What about the big whatsapp going around about using Vitamin C?
It's misinformation. Vitamin C doesn't give you as much of an immune system response as people suggest, but it does help relieve some symptoms. It's going to do jack **** against COVID-19.
Am I the only one thinking social media and the media in general is making this thing bigger than it is?
Yes it is very dangerous but it seems like such an over reaction for the amount of people dying
You're not the only one, but that's also the wrong response to have to a pandemic, especially one that's this contagious. Every major pandemic since the invention of the printing press has seen this happen.
- Politicians ignore the problem.
- The media hypes it up both to sell news and to warn people of the dangers.
- The curve is flattened as enough people who see sense in the hype make themselves less of a target for infection.
- Most people end up surviving.
Like others, you also look at the stats of the number of people dead and think it's not as big of an issue compared to, say, yearly flu deaths. But the flu infects far more people in the tens of million range every year, and less than 5% of those infected have severe symptoms thanks to modern medicine and flu shots. Less than 0.3% of the total infected from flu will die.
Not only does SARS-CoV-2 have a high transmission rate, it's also guaranteed to return at least once like MERS and SARS did. And, rather selfishly, you're not thinking of the people that are refused treatment because they're either considered too far gone, or have no space in the hospital set aside for them in an intensive care unit. This is going to have major repercussions for the mortality rate of other diseases, and an economic impact that is still coming.
Maybe I'ts just not close to home yet, but it all feels a bit hysterical.
Yours is a natural reaction, but you have to take it seriously. This is the rustle in the grass that you think is just the wind, but is in fact a predator.
The vaccine will likely be a hit and miss, much like the normal flue shot that isn't very effective.

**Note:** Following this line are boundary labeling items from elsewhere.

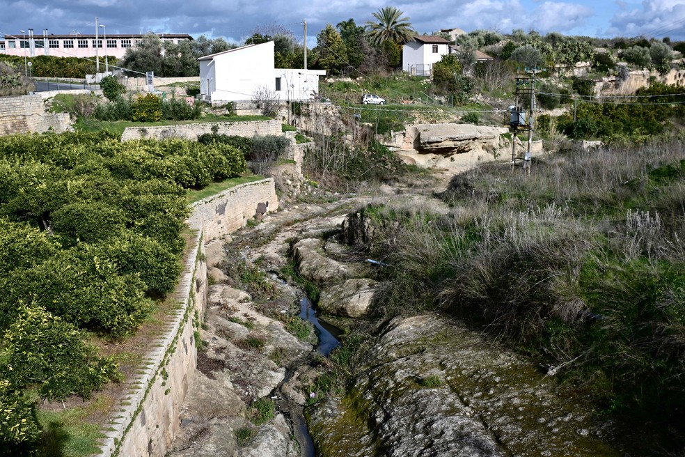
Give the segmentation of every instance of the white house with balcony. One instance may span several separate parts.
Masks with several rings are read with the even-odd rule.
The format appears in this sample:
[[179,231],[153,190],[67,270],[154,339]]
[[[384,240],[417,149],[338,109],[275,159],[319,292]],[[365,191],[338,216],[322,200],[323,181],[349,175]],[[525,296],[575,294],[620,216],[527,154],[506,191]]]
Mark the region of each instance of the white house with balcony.
[[402,47],[402,69],[416,76],[430,76],[433,64],[450,53],[450,44],[441,36],[417,35]]
[[[45,29],[42,35],[33,35],[33,33],[14,35],[5,34],[0,39],[0,54],[9,56],[21,56],[27,58],[36,56],[54,56],[56,57],[102,57],[105,55],[121,59],[126,54],[126,49],[134,47],[139,43],[145,35],[113,34],[103,33],[97,35],[47,34]],[[184,40],[192,40],[187,33],[157,33],[162,41],[170,41],[174,44]]]
[[276,68],[269,41],[205,56],[200,61],[200,95],[212,104],[251,100],[258,91],[281,101],[305,101],[319,94],[325,70]]

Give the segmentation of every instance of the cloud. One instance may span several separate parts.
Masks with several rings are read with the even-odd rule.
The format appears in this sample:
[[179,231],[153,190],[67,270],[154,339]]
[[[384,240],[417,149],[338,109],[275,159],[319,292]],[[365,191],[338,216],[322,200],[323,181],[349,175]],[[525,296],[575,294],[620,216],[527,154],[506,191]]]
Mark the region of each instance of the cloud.
[[631,9],[627,3],[620,6],[621,10],[610,20],[606,34],[685,39],[685,3],[682,0],[644,0],[641,7]]

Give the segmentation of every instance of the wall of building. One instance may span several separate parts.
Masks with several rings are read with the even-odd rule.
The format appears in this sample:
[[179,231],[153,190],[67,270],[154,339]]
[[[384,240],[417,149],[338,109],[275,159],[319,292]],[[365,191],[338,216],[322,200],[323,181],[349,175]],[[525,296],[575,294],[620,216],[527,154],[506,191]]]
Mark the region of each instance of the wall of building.
[[264,203],[267,212],[278,208],[274,180],[247,183],[196,202],[188,224],[204,233],[205,242],[244,227]]
[[38,94],[0,98],[0,135],[70,129],[69,114],[47,113]]
[[207,265],[198,232],[177,289],[181,306],[170,316],[167,330],[150,341],[129,390],[114,407],[100,440],[104,457],[162,457],[180,427],[181,405],[193,380],[197,361],[194,332],[207,307]]
[[127,127],[121,135],[122,141],[141,138],[183,138],[196,140],[198,135],[212,133],[214,128],[216,133],[239,137],[255,135],[280,135],[281,121],[251,121],[246,122],[201,123],[181,125],[155,125],[152,127]]
[[129,388],[104,424],[102,457],[163,457],[178,433],[180,408],[197,364],[194,332],[207,307],[207,264],[204,245],[242,227],[260,203],[278,208],[272,179],[244,184],[196,202],[189,225],[197,231],[186,257],[176,292],[181,306],[164,334],[150,342],[141,373],[127,380]]

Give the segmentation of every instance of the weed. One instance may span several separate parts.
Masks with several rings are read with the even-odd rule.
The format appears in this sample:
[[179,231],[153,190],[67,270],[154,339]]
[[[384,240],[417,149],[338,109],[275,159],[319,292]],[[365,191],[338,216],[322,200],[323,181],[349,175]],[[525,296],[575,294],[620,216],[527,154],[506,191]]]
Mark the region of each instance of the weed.
[[241,427],[235,431],[235,441],[240,447],[247,445],[255,436],[257,431],[252,427]]
[[249,419],[255,425],[262,425],[274,418],[276,404],[267,398],[257,398],[250,405]]

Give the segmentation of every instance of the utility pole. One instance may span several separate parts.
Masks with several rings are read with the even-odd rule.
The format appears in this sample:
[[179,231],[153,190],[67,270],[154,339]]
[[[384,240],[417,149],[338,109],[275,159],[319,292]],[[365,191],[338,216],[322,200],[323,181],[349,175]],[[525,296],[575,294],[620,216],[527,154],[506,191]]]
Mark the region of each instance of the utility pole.
[[304,69],[307,69],[307,21],[303,21],[304,24]]
[[534,118],[535,116],[535,75],[537,73],[544,71],[538,67],[533,67],[533,68],[526,68],[526,72],[528,75],[533,75],[530,79],[530,115],[528,117],[528,150],[526,151],[526,155],[523,157],[523,169],[526,169],[526,173],[530,173],[530,157],[532,155],[533,150],[533,132],[534,130]]
[[97,16],[95,16],[95,82],[97,82],[97,73],[100,72],[100,59],[97,59]]

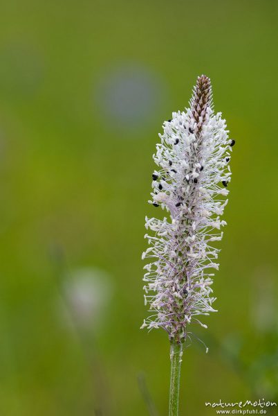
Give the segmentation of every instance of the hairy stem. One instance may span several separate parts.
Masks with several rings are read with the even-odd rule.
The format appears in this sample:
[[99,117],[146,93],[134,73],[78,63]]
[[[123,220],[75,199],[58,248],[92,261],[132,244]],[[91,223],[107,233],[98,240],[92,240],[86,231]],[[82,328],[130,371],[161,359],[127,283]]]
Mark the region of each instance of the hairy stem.
[[178,395],[180,391],[180,376],[183,344],[171,343],[171,379],[169,416],[178,415]]

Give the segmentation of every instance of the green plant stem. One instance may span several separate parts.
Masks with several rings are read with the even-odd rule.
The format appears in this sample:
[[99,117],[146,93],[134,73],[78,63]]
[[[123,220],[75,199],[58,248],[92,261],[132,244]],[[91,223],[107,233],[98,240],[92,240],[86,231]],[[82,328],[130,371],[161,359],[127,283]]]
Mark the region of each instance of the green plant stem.
[[180,391],[182,351],[182,344],[176,342],[171,343],[171,379],[169,416],[178,415],[178,395]]

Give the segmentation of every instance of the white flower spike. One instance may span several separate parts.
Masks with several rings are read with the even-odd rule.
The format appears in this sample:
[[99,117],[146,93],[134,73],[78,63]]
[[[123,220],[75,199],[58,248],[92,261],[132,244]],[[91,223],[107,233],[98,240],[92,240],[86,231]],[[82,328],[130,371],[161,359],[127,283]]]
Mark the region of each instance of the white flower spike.
[[152,314],[142,327],[161,327],[171,340],[183,343],[187,326],[216,310],[212,307],[212,269],[219,268],[220,219],[231,172],[229,162],[234,140],[229,139],[221,113],[214,114],[210,80],[202,75],[194,88],[189,108],[173,113],[163,124],[154,159],[154,207],[166,209],[160,220],[146,217],[149,248],[143,259],[145,302]]

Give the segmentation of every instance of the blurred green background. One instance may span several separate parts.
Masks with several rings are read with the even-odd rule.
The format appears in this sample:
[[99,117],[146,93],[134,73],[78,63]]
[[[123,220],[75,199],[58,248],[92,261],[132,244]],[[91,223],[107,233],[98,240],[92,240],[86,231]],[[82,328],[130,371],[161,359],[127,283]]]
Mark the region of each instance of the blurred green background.
[[1,415],[148,415],[148,395],[167,415],[140,257],[158,133],[201,73],[237,143],[219,313],[196,328],[209,354],[185,353],[180,413],[278,401],[277,6],[1,2]]

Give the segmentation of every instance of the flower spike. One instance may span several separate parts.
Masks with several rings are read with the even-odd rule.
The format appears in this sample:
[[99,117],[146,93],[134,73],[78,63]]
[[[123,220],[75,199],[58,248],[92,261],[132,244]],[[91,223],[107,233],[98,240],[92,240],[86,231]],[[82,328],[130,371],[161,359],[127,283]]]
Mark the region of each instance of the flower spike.
[[142,258],[149,262],[143,280],[151,316],[142,327],[163,328],[178,343],[186,339],[191,322],[207,327],[199,315],[216,311],[211,286],[220,250],[214,242],[221,240],[226,224],[220,217],[228,202],[234,140],[212,107],[210,80],[202,75],[189,107],[164,123],[154,155],[158,168],[149,202],[167,215],[146,217],[149,248]]

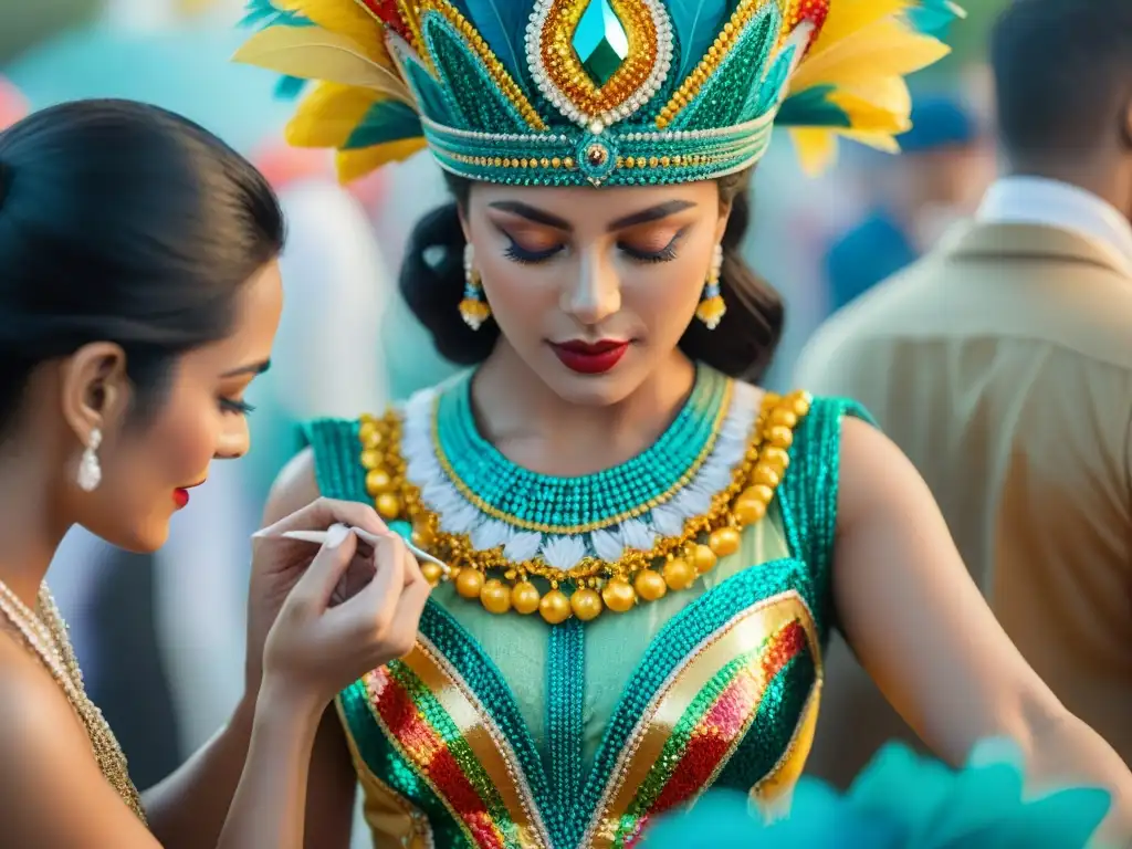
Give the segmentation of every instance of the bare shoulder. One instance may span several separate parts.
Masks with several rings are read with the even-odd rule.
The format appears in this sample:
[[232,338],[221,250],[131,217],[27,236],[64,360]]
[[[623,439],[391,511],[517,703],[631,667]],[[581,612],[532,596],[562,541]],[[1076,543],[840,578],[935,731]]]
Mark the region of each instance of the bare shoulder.
[[871,518],[908,521],[936,513],[927,483],[895,443],[866,421],[847,415],[841,424],[838,532]]
[[62,691],[8,632],[0,634],[0,822],[5,846],[22,849],[157,849],[103,778]]
[[264,508],[264,525],[273,525],[290,516],[320,495],[315,475],[315,451],[307,447],[292,457],[275,478]]

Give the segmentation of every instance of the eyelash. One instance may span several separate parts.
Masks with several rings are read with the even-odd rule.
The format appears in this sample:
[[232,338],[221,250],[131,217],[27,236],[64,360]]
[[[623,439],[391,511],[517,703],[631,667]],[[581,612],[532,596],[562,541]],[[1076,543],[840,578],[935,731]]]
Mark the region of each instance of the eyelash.
[[220,409],[225,413],[234,413],[235,415],[248,415],[256,411],[251,404],[245,401],[235,401],[233,398],[221,398]]
[[[621,251],[626,254],[631,259],[637,263],[669,263],[676,259],[676,245],[680,241],[684,235],[684,231],[680,230],[672,240],[658,251],[638,251],[633,250],[624,245],[619,246]],[[523,265],[537,265],[539,263],[544,263],[551,259],[555,255],[561,252],[561,247],[551,248],[550,250],[524,250],[518,246],[517,242],[511,240],[511,245],[504,251],[504,255],[515,263],[521,263]]]

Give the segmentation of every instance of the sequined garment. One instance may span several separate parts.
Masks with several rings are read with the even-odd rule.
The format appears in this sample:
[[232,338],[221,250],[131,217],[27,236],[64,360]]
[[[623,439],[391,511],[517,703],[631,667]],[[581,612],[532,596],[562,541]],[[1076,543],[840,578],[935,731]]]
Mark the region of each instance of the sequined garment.
[[[441,400],[460,387],[441,388]],[[749,422],[743,405],[757,406],[757,393],[734,388],[722,419]],[[429,392],[402,412],[406,439],[421,410],[443,406],[421,401],[435,400]],[[846,413],[864,415],[814,400],[770,511],[689,590],[549,625],[495,616],[441,584],[417,649],[337,700],[376,846],[631,847],[651,818],[712,786],[787,804],[813,737],[832,619]],[[447,421],[434,424],[461,427]],[[357,421],[308,428],[325,496],[371,500],[358,434]],[[447,445],[466,436],[441,434]],[[406,451],[410,469],[427,466]],[[446,491],[440,479],[421,483],[434,497]],[[457,515],[458,501],[447,507],[456,523],[477,522]]]

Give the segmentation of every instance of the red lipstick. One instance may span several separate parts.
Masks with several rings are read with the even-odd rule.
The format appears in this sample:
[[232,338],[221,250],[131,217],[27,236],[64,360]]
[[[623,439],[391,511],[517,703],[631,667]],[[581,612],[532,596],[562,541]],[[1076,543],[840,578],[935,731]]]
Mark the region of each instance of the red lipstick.
[[629,343],[619,340],[600,342],[572,340],[551,343],[550,346],[563,366],[580,375],[603,375],[620,362],[625,352],[629,350]]

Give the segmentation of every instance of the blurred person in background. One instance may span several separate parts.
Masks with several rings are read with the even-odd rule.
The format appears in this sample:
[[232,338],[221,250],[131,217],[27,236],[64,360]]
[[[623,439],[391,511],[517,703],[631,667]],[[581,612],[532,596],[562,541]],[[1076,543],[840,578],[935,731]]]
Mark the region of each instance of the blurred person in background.
[[[864,115],[889,142],[907,98],[835,104],[903,92],[876,54],[924,67],[938,41],[883,1],[835,2],[829,31],[762,3],[734,42],[752,53],[712,78],[747,96],[691,88],[670,110],[696,131],[669,134],[653,121],[667,85],[598,129],[573,111],[590,89],[522,94],[567,83],[521,59],[537,68],[535,38],[512,49],[532,19],[547,44],[592,37],[594,67],[572,84],[609,70],[598,36],[621,24],[600,3],[584,27],[539,24],[525,0],[469,3],[458,27],[423,3],[289,8],[237,54],[320,80],[289,137],[335,148],[348,178],[424,145],[446,169],[452,198],[417,223],[401,293],[466,368],[384,413],[311,422],[268,504],[374,504],[453,567],[444,582],[443,564],[426,569],[436,590],[413,652],[327,713],[311,846],[346,843],[359,783],[383,847],[629,844],[712,786],[784,811],[834,623],[949,761],[1017,737],[1031,775],[1115,790],[1109,822],[1129,831],[1132,775],[1021,662],[911,465],[860,408],[753,385],[782,324],[743,256],[770,123],[798,128],[818,164],[831,129]],[[727,3],[649,8],[676,19],[671,65],[689,75],[737,29]],[[663,27],[628,24],[627,61],[662,72]]]
[[[1018,0],[990,53],[1002,177],[797,379],[868,405],[1006,632],[1132,761],[1132,7]],[[826,697],[818,773],[910,734],[843,643]]]
[[867,207],[825,255],[830,312],[916,261],[974,212],[994,177],[994,145],[959,95],[917,98],[898,142],[898,163],[875,151],[856,157]]

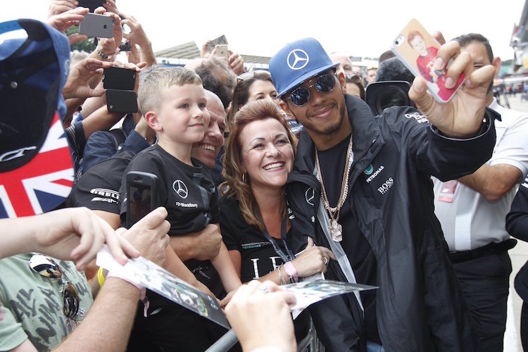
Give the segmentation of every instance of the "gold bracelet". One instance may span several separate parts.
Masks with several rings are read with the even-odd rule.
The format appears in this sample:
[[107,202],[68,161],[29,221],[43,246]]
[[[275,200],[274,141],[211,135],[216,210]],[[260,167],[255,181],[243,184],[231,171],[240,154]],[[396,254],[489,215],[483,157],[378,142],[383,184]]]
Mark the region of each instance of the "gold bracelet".
[[280,281],[280,284],[285,285],[286,284],[286,280],[284,279],[284,277],[282,276],[282,273],[280,272],[280,269],[282,268],[282,265],[279,267],[279,269],[277,270],[277,272],[279,273],[279,280]]
[[99,55],[99,56],[101,56],[102,58],[107,59],[107,58],[110,58],[111,57],[113,56],[114,53],[112,53],[112,54],[111,54],[109,55],[106,55],[106,54],[104,54],[101,50],[97,49],[97,55]]

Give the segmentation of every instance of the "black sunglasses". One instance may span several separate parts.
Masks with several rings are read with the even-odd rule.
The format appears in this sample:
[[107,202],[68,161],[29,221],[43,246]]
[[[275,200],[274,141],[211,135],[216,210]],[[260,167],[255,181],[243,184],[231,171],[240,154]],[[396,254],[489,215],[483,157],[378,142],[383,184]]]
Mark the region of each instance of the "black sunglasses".
[[296,88],[284,100],[289,99],[294,105],[303,106],[310,101],[310,88],[315,87],[320,93],[329,93],[336,85],[335,77],[334,73],[315,77],[312,80],[315,81],[313,84]]
[[73,319],[79,313],[79,294],[70,282],[64,282],[61,267],[55,260],[44,254],[34,254],[30,259],[30,268],[37,274],[47,279],[58,279],[61,281],[61,291],[63,293],[64,315]]

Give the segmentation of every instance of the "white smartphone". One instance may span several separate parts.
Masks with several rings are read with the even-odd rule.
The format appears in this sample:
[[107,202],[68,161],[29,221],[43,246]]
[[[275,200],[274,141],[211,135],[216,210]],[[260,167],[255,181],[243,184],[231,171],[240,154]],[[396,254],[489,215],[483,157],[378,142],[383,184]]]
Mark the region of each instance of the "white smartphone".
[[427,83],[429,92],[438,101],[445,103],[455,94],[464,82],[462,73],[453,88],[446,87],[447,72],[453,59],[441,70],[434,68],[438,42],[415,19],[412,19],[392,41],[391,49],[415,77],[422,76]]
[[229,60],[230,53],[227,51],[227,44],[218,44],[215,46],[215,49],[216,49],[216,55],[221,58],[225,58],[226,61]]

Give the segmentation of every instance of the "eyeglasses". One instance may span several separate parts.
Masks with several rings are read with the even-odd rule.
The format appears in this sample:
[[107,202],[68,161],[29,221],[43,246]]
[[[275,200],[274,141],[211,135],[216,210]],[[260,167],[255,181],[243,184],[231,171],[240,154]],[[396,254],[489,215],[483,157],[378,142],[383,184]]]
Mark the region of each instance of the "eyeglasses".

The flu shot is tremendously effective in either giving you a natural immunity thanks to the right antibodies already being present, or it lessens your symptoms and transmission to others because your body can start fighting it sooner. It's the strains that you aren't vaccinated for that arrive in your area after a shot is administered that you might contract.
Even then, most people conflate the symptoms of many coronaviruses and other viruses that give you flu-like symptoms, and thus they believe that it doesn't work.
Vaccines work for once off things like all the children's diseases... were you build up a immunity and have it forever.
Also not true. Vaccines against stuff like polio are more effective than, say, the measles vaccine because polio doesn't mutate that much, whereas measles mutates quite a bit and requires a booster in adults to maintain that protection. Vaccines only appear to be effective as once-off things because:
- Our medicine is more advanced
- Hygiene is better
- Our water is vastly cleaner than it was 50, even 100 years ago
- Herd immunity adds an additional layer of protection
The science suggests that most coronavirus (SARS, MERS etc) all undergo negative mutations making them less of a threat to humans.
It does at least not get more effective after transmission in humans, but the chance of a mutation that increases its effectiveness is always there. SARS-CoV-2 was likely incubated in bats, which have a seriously strong immune system, requiring the virus to mutate rapidly to survive and spread to more hosts.